LoqiRoam · 旅日記
駅前の色から、海の青へ
新蒲原駅を起点に、蒲原宿の歴史、和洋折衷の建物、城跡、富士川、水辺と新しい地域拠点を巡った。
新蒲原駅に着いて最初に拾ったのは、歩道のタイルに描かれた宿場町の気配だった。そこから旧東海道へ入ると、細い道と古い間口が駅前とは違う静かな色を見せてくれた。旧五十嵐邸では町家に洋風の歯科医院が重なり、昔は色が一色ではなかったのだと驚いた。少し坂を上って蒲原城址へ向かうと、木々の緑の向こうに海の広さを想像できた。最後は富士川の河川敷まで足を伸ばし、空と水の青で視界をほどいた。帰り道にはトライアルパーク蒲原にも寄り、ウッドデッキやカフェの新しい空気を吸った。駅前から始めた色集めは、建物、森、川、そしてこれからの町の色へ変わっていった。
この旅の足跡
- 新蒲原駅の歩道には、東海道五十三次の蒲原宿を思わせるタイルがある。駅前なのに昔の旅の絵が足元から始まり、今日は地面の色をよく見て歩きたい。

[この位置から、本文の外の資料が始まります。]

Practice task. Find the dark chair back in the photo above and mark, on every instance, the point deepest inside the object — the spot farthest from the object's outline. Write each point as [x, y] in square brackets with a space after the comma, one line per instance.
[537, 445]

- 蒲原宿には現在の道と旧東海道の町並みが重なって残っている。細い道の先に昔の間口が見え、静かなのに人の暮らしが近い感じがして不思議だった。
- 旧五十嵐邸は町家を大正期に歯科医院へ改装した建物で、ガラスや下見板の洋風意匠が目を引く。和室の町家に洋館の表情が重なるのが面白い。
- 蒲原城址は今川氏が築き、のちに徳川氏によって廃城になった山の城跡だという。木々の間から海を想像すると、静かな場所にも攻防の気配が残っている。
- 富士川河川敷では、山の道とは違う大きな空と川の明るさが広がる。海岸保全の施設も見え、自然の青だけでなく人が守ってきた線にも気づいた。
- トライアルパーク蒲原にはウッドデッキやBBQ、カフェ、レンタサイクルなどの使い方がある。古い宿場のそばに新しい休み方が並び、町の次の色を見た気がした。